In the cytoplasm, short-chain alcohol dehydrogenase encoded by ABA-DEFICIENT 2 (ABA2) converts xanthoxin to abscisic aldehyde, which is finally oxidized to abscisic acid by AAO3 [34]. The AAO3 candidate gene (MsG0580029491.01) was up-regulated, and its expression was higher in the later stage of seed development, which is consistent with the results of previous studies [35].

There are two main types of ABA catabolism. One is the decomposition of ABA into DPA-4-O-β-D-glucoside (DPAG), in which cytochrome P450 monooxygenase encoded by CYP707A acts as a catalyst [36]; the other is the glycosylation of ABA by UDP-glucosyltransferase encoded by UGT71C5 to form ABA-glucose ester (ABA-GE), which is the inactive form of ABA. β-glucosidases encoded by AtBG1/2 can convert ABA-GE to active ABA when needed by the plant [37]. The three CYP707A candidate genes identified in this study were highly expressed in the middle and later stages of seed development, and one AtBG1 and two AtBG2 candidate genes were highly expressed in the early stage of seed development. ABA might maintain a suitable internal environment for seed development in the early stage of seed development through a flexible transformation mechanism involving a cycle of β-glucosidases encoded by AtBG1/2 and UDP-glucosyltransferase encoded by UGT71C5. However, in the later stage of seed development, the seeds mainly depend on CYP707A to completely decompose the redundant ABA, which makes the seeds mature and dormant [38].

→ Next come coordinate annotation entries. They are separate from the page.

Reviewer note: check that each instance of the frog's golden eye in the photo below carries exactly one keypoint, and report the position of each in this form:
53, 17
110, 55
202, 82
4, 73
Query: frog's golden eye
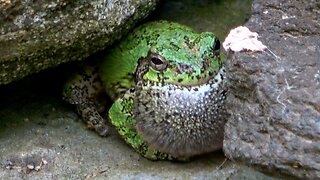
216, 47
157, 62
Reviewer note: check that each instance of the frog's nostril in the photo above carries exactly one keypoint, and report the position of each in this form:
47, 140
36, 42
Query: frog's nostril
156, 61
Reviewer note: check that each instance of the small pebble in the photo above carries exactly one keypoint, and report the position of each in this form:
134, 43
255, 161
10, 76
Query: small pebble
30, 166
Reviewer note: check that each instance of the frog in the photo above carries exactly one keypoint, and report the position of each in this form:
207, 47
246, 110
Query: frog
168, 87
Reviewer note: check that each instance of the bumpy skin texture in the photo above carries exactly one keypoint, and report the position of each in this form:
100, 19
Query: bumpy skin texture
168, 84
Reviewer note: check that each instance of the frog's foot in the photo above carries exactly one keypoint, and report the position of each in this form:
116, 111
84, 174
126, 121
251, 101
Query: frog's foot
91, 116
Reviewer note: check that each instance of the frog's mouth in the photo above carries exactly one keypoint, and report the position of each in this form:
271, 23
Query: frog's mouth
178, 120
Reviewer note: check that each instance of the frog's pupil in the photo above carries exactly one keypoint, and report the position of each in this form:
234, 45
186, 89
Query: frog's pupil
156, 61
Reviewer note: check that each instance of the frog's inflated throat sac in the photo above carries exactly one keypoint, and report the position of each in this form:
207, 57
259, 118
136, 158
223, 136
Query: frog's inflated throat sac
180, 120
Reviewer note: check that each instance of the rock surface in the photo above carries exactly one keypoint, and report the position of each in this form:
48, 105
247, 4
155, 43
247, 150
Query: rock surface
274, 103
35, 36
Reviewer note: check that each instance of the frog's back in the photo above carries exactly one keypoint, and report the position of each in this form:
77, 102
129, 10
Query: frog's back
118, 66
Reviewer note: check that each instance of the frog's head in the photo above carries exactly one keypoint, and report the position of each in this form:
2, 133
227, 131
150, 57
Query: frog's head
180, 90
183, 57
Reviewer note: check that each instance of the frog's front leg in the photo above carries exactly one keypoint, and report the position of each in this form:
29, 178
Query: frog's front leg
83, 90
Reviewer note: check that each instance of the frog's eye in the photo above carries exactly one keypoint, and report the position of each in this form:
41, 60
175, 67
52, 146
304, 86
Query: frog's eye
216, 47
157, 62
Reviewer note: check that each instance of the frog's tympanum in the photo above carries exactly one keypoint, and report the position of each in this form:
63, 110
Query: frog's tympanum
168, 86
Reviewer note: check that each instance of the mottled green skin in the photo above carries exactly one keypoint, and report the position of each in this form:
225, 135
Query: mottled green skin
191, 60
178, 44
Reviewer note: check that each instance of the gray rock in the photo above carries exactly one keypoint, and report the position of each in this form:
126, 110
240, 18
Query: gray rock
35, 36
274, 103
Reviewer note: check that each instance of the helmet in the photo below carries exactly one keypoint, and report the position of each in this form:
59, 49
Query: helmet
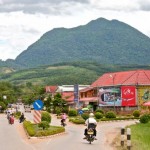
91, 115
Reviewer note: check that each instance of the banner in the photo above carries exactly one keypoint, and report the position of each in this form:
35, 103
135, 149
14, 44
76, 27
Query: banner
143, 94
128, 95
76, 93
109, 97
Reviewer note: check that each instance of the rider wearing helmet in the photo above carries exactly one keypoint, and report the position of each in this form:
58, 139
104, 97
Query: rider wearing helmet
90, 123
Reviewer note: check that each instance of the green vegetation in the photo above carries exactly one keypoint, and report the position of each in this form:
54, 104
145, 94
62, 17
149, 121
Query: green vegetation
140, 136
41, 129
136, 113
64, 73
101, 40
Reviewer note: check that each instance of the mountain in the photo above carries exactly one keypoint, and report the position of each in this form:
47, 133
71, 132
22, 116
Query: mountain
101, 41
62, 74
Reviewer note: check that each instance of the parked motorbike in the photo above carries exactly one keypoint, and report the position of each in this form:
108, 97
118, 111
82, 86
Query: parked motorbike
90, 135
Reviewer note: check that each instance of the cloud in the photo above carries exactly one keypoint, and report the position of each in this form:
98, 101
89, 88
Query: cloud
25, 21
38, 6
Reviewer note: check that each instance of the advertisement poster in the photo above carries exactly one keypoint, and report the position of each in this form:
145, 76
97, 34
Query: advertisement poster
143, 94
76, 93
109, 97
128, 94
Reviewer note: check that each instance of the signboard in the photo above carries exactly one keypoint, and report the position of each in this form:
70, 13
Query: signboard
143, 94
38, 105
109, 97
128, 95
76, 93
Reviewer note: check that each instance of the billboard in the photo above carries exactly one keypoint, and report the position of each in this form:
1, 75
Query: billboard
76, 93
128, 95
109, 97
143, 94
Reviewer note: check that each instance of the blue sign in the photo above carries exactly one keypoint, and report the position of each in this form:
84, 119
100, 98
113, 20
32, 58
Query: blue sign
38, 105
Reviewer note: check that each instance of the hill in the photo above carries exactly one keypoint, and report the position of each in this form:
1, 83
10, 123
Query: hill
63, 73
101, 41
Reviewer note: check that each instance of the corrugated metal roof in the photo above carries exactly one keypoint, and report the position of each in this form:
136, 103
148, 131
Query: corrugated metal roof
136, 77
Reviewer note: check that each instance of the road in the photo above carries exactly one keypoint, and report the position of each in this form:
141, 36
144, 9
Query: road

Biosynthesis and catabolism of GAs in alfalfa seeds

GA1, GA3, GA4 and GA7 are considered to be the most important GA in higher plants, and seeds are major sites of GA synthesis [39]. At the early stage of alfalfa seed development (S1-S2), the contents of four GAs were all at a high level, which was consistent with the results of Arabidopsis [40]. Therefore, it can be considered that S1-S2 is the key period for GAs synthesis of alfalfa seeds. At the middle stage (S2-S4), the contents of the four GAs decreased continuously, indicating that S2-S4 may be the key stage of endogenous GA metabolism in alfalfa seeds. At the late stage of seed development (S5), the contents of GA1 and GA3 decreased, indicating that the requirement of these two hormones was greatly reduced when alfalfa seeds entered the stage of maturation and dehydration [41]. On the contrary, amount of GA4 and GA7 accumulated in seeds, indicates that a certain level of GA may need to be maintained at the late stage of seed development [42].

Plants synthesize GA from GGDP, which is a common precursor for ABA. GGDP is cyclized to ent-kaurene under the catalysis of CPS and KS. Three CPS candidate genes (MsG0780040643.01, novel.6865, and MsG0780036356.01) and two KS candidate genes (MsG0280009515.01 and MsG0380014444.01) were highly expressed in the early and middle stages of seed development, which resulted in the accumulation of sufficient precursors for GA12 biosynthesis. This result was consistent with the observed changes in the level of four GAs. Ent-kaurene is converted to GA12 through a series of reactions catalysed by ent-kaurene oxidase (KO) and KAO, and GA12 is further oxidized by GA3/20ox to generate bioactive GA [39]. Two candidate genes of KAO have been identified in the transcriptome, all of which belong to KAO2, indicating that KAO is a key enzyme that catalyses the conversion of ent-kaurenoic acid to GA12, which is the common precursor of bioactive GAs (including GA1, GA3, GA4 and GA7) [39, 43]. Numerous genes encoding GA20ox are downregulated during alfalfa seed development, suggesting that the synthesis of bioactive GA was reduced, which was consistent with the observation of the declined GA content .

Finally, GA2ox converts bioactive GA to inactive GA [44]. Most of the GA2ox candidate genes were highly expressed in the middle and later development stages, indicating that amount of inactive GA was accumulated in the later stage of alfalfa seed development, which was consistent with GA1, GA3 and GA7 levels [41].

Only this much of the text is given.